Jackie is the beloved niece of Ray-Ray Kallen, a talented boxer who died young, and she’s never forgotten his advice to her: “Break their hearts and kick butt.” Thus, she dresses like a campy hooker, hustles like P.T. Barnum and spouts PR sound bites so often that she comes to believe her own hype. Jackie hocks her jewelry and hires a washed-up trainer (Dutton, Gothika), and then with the usual testosterone-laced repartee, everybody gets down to work and shapes Luther into a champion. Meanwhile, Larocca, the slimy but powerful boxing promoter (Tony Shaloub, TV’s Monk), does his best to ruin Jackie and the hopes of her protegee.

As close as Luther and Jackie grow in the long months of his transformation, there’s no hanky-panky between them. In fact, this cleavage-baring gal doesn’t even kiss the loyal, local TV sports reporter (Timothy Daly, Basic). Not having gratuitous romance in the movie is a positive angle, in a way, showing that attractive men and women can work together without rolling in the sheets. But the true story isn’t as neatly PC as depicted here.
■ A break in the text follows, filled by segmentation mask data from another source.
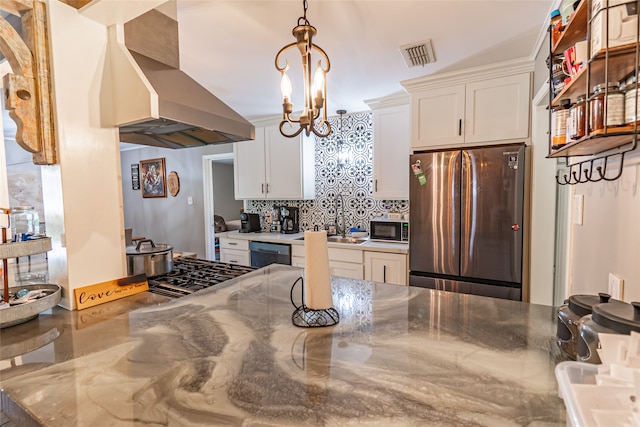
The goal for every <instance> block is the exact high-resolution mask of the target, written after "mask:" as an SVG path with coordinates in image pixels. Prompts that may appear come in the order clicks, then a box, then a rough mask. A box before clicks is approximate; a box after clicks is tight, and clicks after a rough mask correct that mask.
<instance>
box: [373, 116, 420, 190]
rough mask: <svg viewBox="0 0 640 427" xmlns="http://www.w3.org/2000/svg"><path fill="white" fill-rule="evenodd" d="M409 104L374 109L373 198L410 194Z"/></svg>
mask: <svg viewBox="0 0 640 427" xmlns="http://www.w3.org/2000/svg"><path fill="white" fill-rule="evenodd" d="M409 114H410V113H409V105H400V106H397V107H390V108H383V109H380V110H374V111H373V198H374V199H384V200H389V199H401V200H407V199H408V198H409V146H410V142H411V136H410V123H409Z"/></svg>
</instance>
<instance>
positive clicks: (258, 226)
mask: <svg viewBox="0 0 640 427" xmlns="http://www.w3.org/2000/svg"><path fill="white" fill-rule="evenodd" d="M256 231H260V215H258V214H252V213H246V212H243V213H241V214H240V230H238V232H240V233H253V232H256Z"/></svg>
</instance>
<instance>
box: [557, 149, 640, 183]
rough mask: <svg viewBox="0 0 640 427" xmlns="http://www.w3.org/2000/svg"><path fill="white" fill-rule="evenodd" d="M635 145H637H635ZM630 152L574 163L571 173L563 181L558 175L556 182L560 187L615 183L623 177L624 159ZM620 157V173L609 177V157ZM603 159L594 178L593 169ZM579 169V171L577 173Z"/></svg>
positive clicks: (563, 179) (617, 173)
mask: <svg viewBox="0 0 640 427" xmlns="http://www.w3.org/2000/svg"><path fill="white" fill-rule="evenodd" d="M634 145H635V144H634ZM627 152H628V151H623V152H621V153H614V154H609V155H606V156H603V157H599V158H594V159H589V160H584V161H582V162H578V163H574V164H571V165H568V166H569V173H568V174H563V175H562V180H561V179H560V174H557V175H556V182H557V183H558V184H559V185H576V184H584V183H587V182H599V181H602V180H604V181H609V182H611V181H615V180H617V179H618V178H620V177H621V176H622V170H623V169H624V157H625V154H626V153H627ZM613 156H620V165H619V167H618V171H617V172H616V173H615V175H614V176H607V165H608V160H609V157H613ZM600 159H602V164H601V165H598V166H596V167H595V172H597V174H596V175H597V176H596V177H595V178H594V170H593V167H594V165H595V162H596V160H600ZM576 169H577V171H576Z"/></svg>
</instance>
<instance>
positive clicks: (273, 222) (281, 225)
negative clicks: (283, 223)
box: [271, 205, 282, 233]
mask: <svg viewBox="0 0 640 427" xmlns="http://www.w3.org/2000/svg"><path fill="white" fill-rule="evenodd" d="M281 208H282V206H278V205H273V212H272V214H271V232H272V233H280V231H281V227H282V218H281V216H280V215H281V214H280V210H281Z"/></svg>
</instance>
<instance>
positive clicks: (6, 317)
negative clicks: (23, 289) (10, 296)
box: [0, 284, 62, 329]
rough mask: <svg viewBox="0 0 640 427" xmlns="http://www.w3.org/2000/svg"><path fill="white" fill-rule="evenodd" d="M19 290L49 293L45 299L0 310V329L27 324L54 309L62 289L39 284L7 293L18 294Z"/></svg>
mask: <svg viewBox="0 0 640 427" xmlns="http://www.w3.org/2000/svg"><path fill="white" fill-rule="evenodd" d="M20 289H27V290H29V291H33V290H40V289H42V290H45V291H50V292H51V293H50V294H49V295H47V296H45V297H42V298H38V299H35V300H33V301H31V302H28V303H26V304H19V305H12V306H11V307H9V308H3V309H0V329H3V328H8V327H9V326H14V325H19V324H20V323H24V322H28V321H29V320H31V319H35V318H36V317H38V315H39V314H40V313H42V312H43V311H45V310H48V309H50V308H52V307H55V306H56V305H58V303H59V302H60V299H61V298H62V288H60V286H58V285H53V284H39V285H22V286H16V287H13V288H9V293H10V294H11V293H15V292H18V291H19V290H20ZM0 296H3V297H4V295H3V292H0Z"/></svg>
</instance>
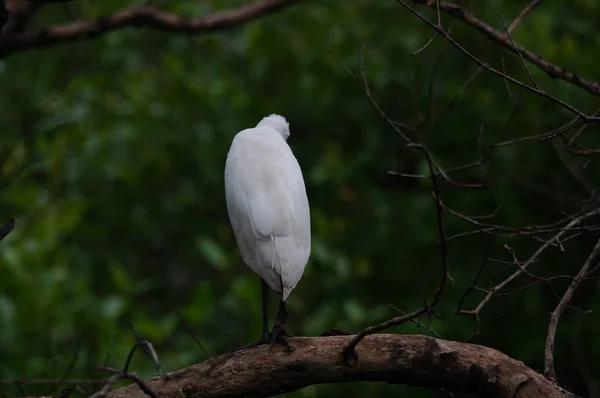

In real life, Jackie is indeed as effervescent as Meg Ryan, though she’s from Detroit, not Cleveland. When Jackie moved into managing boxers, she was married and the mother of two kids, and already an experienced journalist and sports publicity director — in other words, even if she did wear trashy leather outfits, she was someone who had average-woman responsibilities.

In Ropes, Jackie is so obsessed with boxing that she has no personal life whatsoever. In the end, without the appeal of Ryan’s cuteness and costumes to sway you, you realize the character she plays is something formed out of the arrangement of index cards printed with “character arc points” from the bulletin board of scriptwriter Cheryl Edwards (Save the Last Dance), where kids and hubby got deleted due to budget considerations. If the movie’s story had truly been “based on” Jackie Kallen’s real life, it could have been a winner.

Nevertheless, Ropes is the best movie I’ve ever seen in portraying the little-known team aspect of boxing — the importance of the manager, trainer, sparing partners and other people supporting the solitary gladiator who actually fights in the ring. For that reason alone, catch Ropes when it comes out on video.